Odell explained that a Hoover Cart was what people of that time period called a cart during the Depression, a time when people were so poor they could not drive the Model-Ts. Instead, they took the rear-end from the Model-T and made a cart with it to be pulled by a team of oxen, mules or horses.
“Life during the Depression was really different. No one had anything and it was a really difficult time for all of us,” stated Peterson.
In addition to electricity, Peterson said her washing machine was probably the best invention to help her around the house.
“My husband had built me a huge wash house with a big furnace. Getting a washing machine really helped not have to use that wash pot any longer and made it much easier to clean our clothes,” explained the centenarian.

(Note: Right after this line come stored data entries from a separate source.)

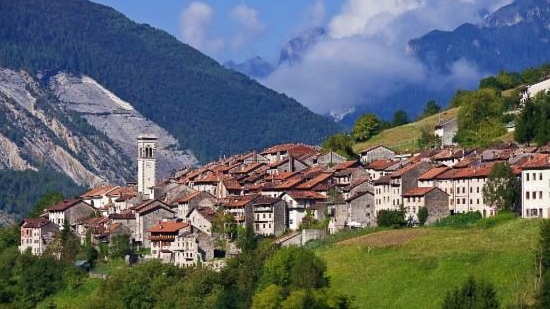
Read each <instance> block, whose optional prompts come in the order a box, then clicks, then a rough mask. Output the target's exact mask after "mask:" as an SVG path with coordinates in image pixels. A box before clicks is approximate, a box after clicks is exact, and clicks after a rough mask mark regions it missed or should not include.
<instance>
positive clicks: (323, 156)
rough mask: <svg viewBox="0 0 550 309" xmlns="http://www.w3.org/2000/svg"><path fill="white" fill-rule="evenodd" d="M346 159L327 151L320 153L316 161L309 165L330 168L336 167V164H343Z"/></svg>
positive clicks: (338, 155) (308, 162)
mask: <svg viewBox="0 0 550 309" xmlns="http://www.w3.org/2000/svg"><path fill="white" fill-rule="evenodd" d="M346 160H347V159H346V157H344V156H342V155H340V154H337V153H336V152H334V151H332V150H330V151H327V152H322V153H321V154H319V156H318V157H317V159H316V160H315V161H311V164H309V165H310V166H313V165H317V164H318V165H323V166H332V165H336V164H340V163H342V162H345V161H346ZM306 163H309V162H306Z"/></svg>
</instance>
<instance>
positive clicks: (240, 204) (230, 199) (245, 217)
mask: <svg viewBox="0 0 550 309" xmlns="http://www.w3.org/2000/svg"><path fill="white" fill-rule="evenodd" d="M258 197H260V194H251V195H240V196H231V197H227V198H224V199H220V200H219V201H218V206H219V207H221V208H222V209H223V211H224V212H225V213H229V214H231V215H232V216H233V219H234V220H235V222H236V223H237V224H239V225H240V226H242V227H245V226H246V225H248V224H254V207H253V206H252V204H253V201H254V200H255V199H257V198H258Z"/></svg>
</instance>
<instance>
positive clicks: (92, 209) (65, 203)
mask: <svg viewBox="0 0 550 309" xmlns="http://www.w3.org/2000/svg"><path fill="white" fill-rule="evenodd" d="M46 211H47V213H48V219H49V220H50V221H52V222H53V223H55V224H57V226H59V227H60V228H61V229H63V224H64V223H65V220H67V221H68V223H69V225H73V224H76V222H78V221H79V220H80V219H82V218H87V217H90V216H91V215H92V214H94V212H95V211H96V210H95V208H94V207H92V205H90V204H88V203H86V202H84V201H83V200H81V199H67V200H63V201H61V202H59V203H57V204H55V205H53V206H50V207H48V208H46Z"/></svg>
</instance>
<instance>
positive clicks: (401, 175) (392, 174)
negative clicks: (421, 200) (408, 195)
mask: <svg viewBox="0 0 550 309" xmlns="http://www.w3.org/2000/svg"><path fill="white" fill-rule="evenodd" d="M431 168H432V165H431V164H430V163H427V162H422V161H421V162H412V163H409V164H408V165H405V166H404V167H403V168H401V169H399V170H397V171H395V172H393V173H392V174H391V175H390V179H391V180H390V189H391V191H390V199H391V203H392V207H394V208H399V207H400V206H401V205H402V204H403V198H402V196H401V195H402V194H403V193H404V192H407V191H408V190H410V189H412V188H415V187H416V186H417V183H418V177H419V176H420V175H421V174H423V173H425V172H426V171H428V170H429V169H431Z"/></svg>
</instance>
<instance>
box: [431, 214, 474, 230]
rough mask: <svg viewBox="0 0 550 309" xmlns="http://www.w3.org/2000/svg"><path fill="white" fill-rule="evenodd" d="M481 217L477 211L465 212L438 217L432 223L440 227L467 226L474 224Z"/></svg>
mask: <svg viewBox="0 0 550 309" xmlns="http://www.w3.org/2000/svg"><path fill="white" fill-rule="evenodd" d="M481 219H482V216H481V213H480V212H479V211H476V212H467V213H463V214H456V215H452V216H449V217H447V218H443V219H440V220H439V221H437V222H436V223H435V224H434V225H435V226H441V227H468V226H474V225H476V223H477V222H478V221H479V220H481Z"/></svg>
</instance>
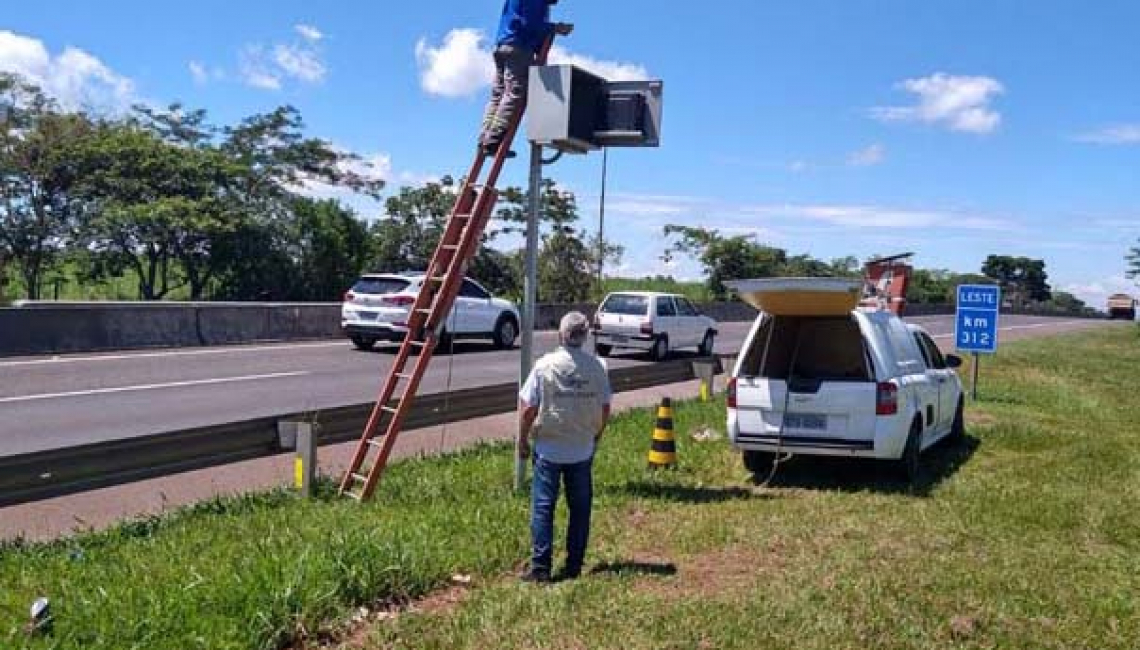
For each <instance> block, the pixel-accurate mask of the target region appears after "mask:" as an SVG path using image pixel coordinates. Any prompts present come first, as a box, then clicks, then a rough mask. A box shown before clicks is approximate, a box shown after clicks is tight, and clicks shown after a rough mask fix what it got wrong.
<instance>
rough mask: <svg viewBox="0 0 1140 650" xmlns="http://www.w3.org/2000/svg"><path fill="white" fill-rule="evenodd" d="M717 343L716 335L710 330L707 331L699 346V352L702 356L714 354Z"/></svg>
mask: <svg viewBox="0 0 1140 650" xmlns="http://www.w3.org/2000/svg"><path fill="white" fill-rule="evenodd" d="M715 344H716V335H715V334H712V331H711V330H709V331H708V332H706V333H705V339H702V340H701V346H700V347H699V348H697V354H699V355H700V356H702V357H711V356H712V347H714V346H715Z"/></svg>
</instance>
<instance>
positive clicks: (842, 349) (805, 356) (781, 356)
mask: <svg viewBox="0 0 1140 650" xmlns="http://www.w3.org/2000/svg"><path fill="white" fill-rule="evenodd" d="M742 369H743V373H744V374H746V375H748V376H759V377H767V379H782V380H787V379H789V377H796V379H799V380H814V381H871V379H872V376H873V372H872V369H871V364H870V360H869V358H868V354H866V346H865V343H864V341H863V334H862V332H861V331H860V328H858V323H856V322H855V320H854V319H853V318H850V317H842V316H839V317H807V316H779V317H771V316H769V317H765V323H764V325H762V326H760V328H759V330H758V331H757V333H756V336H755V339H754V340H752V341H751V344H750V347H749V349H748V351H747V352H746V356H744V364H743V366H742Z"/></svg>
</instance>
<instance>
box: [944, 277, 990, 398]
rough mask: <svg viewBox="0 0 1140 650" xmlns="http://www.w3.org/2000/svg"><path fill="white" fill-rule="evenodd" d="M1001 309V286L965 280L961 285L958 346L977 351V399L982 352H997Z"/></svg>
mask: <svg viewBox="0 0 1140 650" xmlns="http://www.w3.org/2000/svg"><path fill="white" fill-rule="evenodd" d="M1000 309H1001V287H999V286H995V285H987V284H963V285H960V286H959V287H958V308H956V310H955V312H954V347H955V348H956V349H958V350H959V351H960V352H972V354H974V382H972V385H971V388H970V390H971V392H972V395H974V400H975V401H977V399H978V366H979V361H980V355H994V354H996V352H998V320H999V318H1000Z"/></svg>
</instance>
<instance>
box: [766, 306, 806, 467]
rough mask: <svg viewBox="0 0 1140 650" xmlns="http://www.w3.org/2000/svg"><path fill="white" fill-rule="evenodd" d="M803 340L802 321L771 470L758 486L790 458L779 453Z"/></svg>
mask: <svg viewBox="0 0 1140 650" xmlns="http://www.w3.org/2000/svg"><path fill="white" fill-rule="evenodd" d="M772 330H773V331H775V322H774V320H773V323H772ZM803 340H804V330H803V323H800V324H799V326H798V327H796V344H795V346H792V349H791V363H790V364H789V366H788V379H787V381H785V382H784V384H785V385H784V405H783V412H781V414H780V428H779V429H777V430H776V450H775V454H774V455H773V456H772V470H771V471H768V476H767V478H765V479H764V481H763V482H760V487H768V485H769V484H771V482H772V479H774V478H776V470H779V469H780V464H781V463H785V462H788V461H790V460H791V453H788V455H787V456H785V457H783V458H781V457H780V455H781V453H783V432H784V424H785V423H787V420H788V406H789V405H790V404H791V384H792V382H793V381H795V380H796V363H797V361H798V360H799V346H800V343H801V342H803Z"/></svg>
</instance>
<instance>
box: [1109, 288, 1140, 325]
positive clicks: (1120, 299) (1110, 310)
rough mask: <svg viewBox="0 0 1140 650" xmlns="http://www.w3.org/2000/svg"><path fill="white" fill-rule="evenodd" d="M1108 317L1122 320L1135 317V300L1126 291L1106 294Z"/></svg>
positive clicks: (1133, 298)
mask: <svg viewBox="0 0 1140 650" xmlns="http://www.w3.org/2000/svg"><path fill="white" fill-rule="evenodd" d="M1108 317H1109V318H1112V319H1114V320H1115V319H1117V318H1123V319H1124V320H1135V319H1137V301H1135V299H1134V298H1132V296H1131V295H1129V294H1126V293H1114V294H1113V295H1109V296H1108Z"/></svg>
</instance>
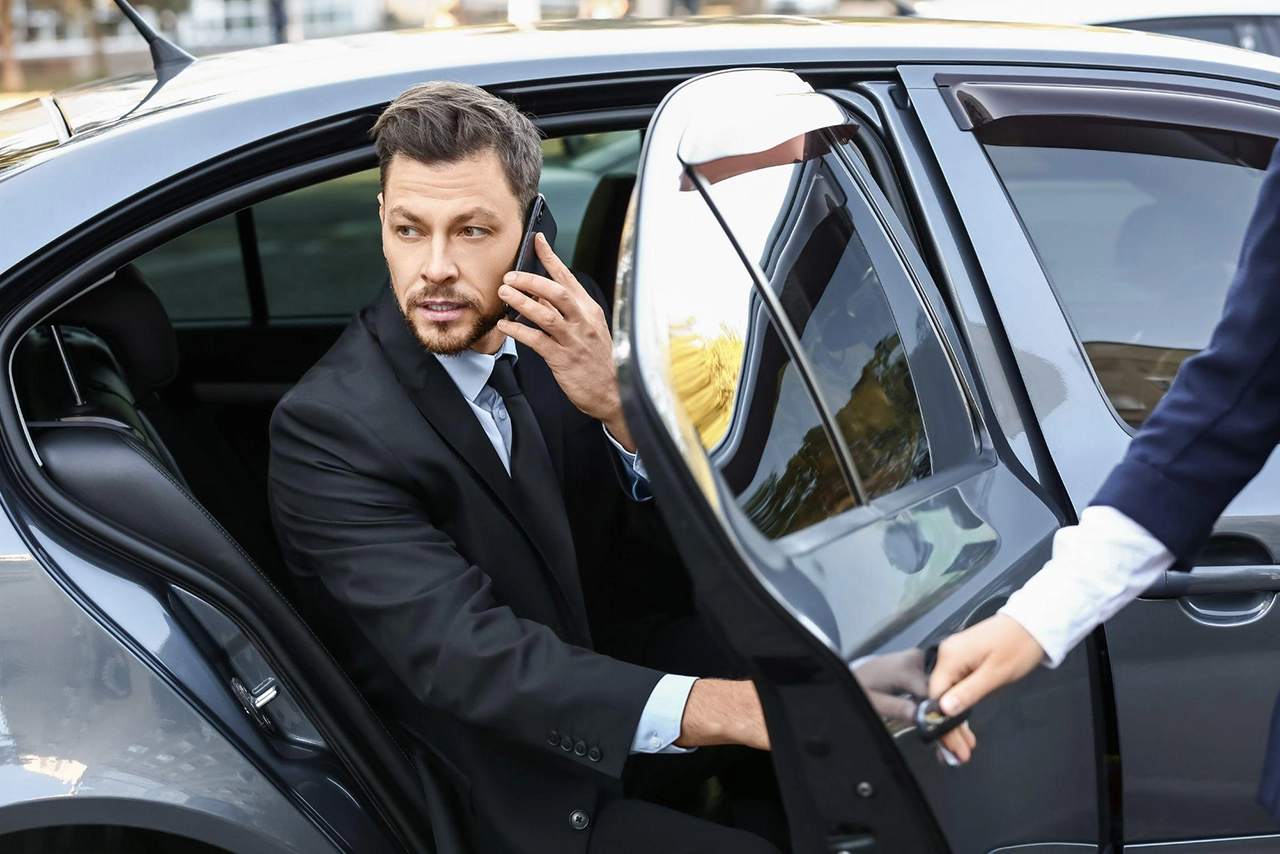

Television was very exciting when it came to town as well, Peterson recalled.
“I remember when McRae Warren would put a television in the window of his hardware store in Garland. People would come from everywhere and stand in the street to watch the World Series. It is funny now to think how everyone came out to watch TV through the store window.
She also admits the invention of fans and air conditioning were nice changes to come about.
“When the barber shop in Garland put in air conditioning, they put up a big sign that read, ‘It’s cool inside, come on in!’” said Peterson.
She said her life had been good and she had lived it much as she wanted, but she stressed that there were difficult times. One, she noted, was having to watch her son, Odell, go off to war. “That was hard,” she said.
In addition to being a good housewife and mother, Peterson joined Antioch Methodist Church and eventually the ladies of the church for quilting and sewing bees.
“We would get together and make quilts and sale them. We raised enough money to buy the pulpit furniture that is currently in our church. I enjoyed quilting, sewing and the fellowship we had making those quilts,” she said.
Peterson shared that she enjoys sitting in her rocking chair and riding around Southwood visiting with other residents.
“I enjoy visits from friends and family, especially my children and grandchildren,” expressed Peterson.
For someone that does not like to tell her age, Peterson has celebrated the entire weekend. Monday’s party, given by her church, Antioch Methodist and Southwood Nursing Center, was the third one she has had. Saturday night members of her family celebrated with her at dinner and on Sunday, Odell’s church, Evergreen Baptist Church of Autryville brought 60 members out to help Peterson celebrate. Her daughter-in-law, Barbara, laughed and shared that Peterson told them “she was still 99 and would not be 100 until Monday.”
“It has been wonderful. I have had a good life and everyone has been so nice to recognize me for my 100th birthday. It has been very special for me and I just want to say thank you,” remarked Peterson.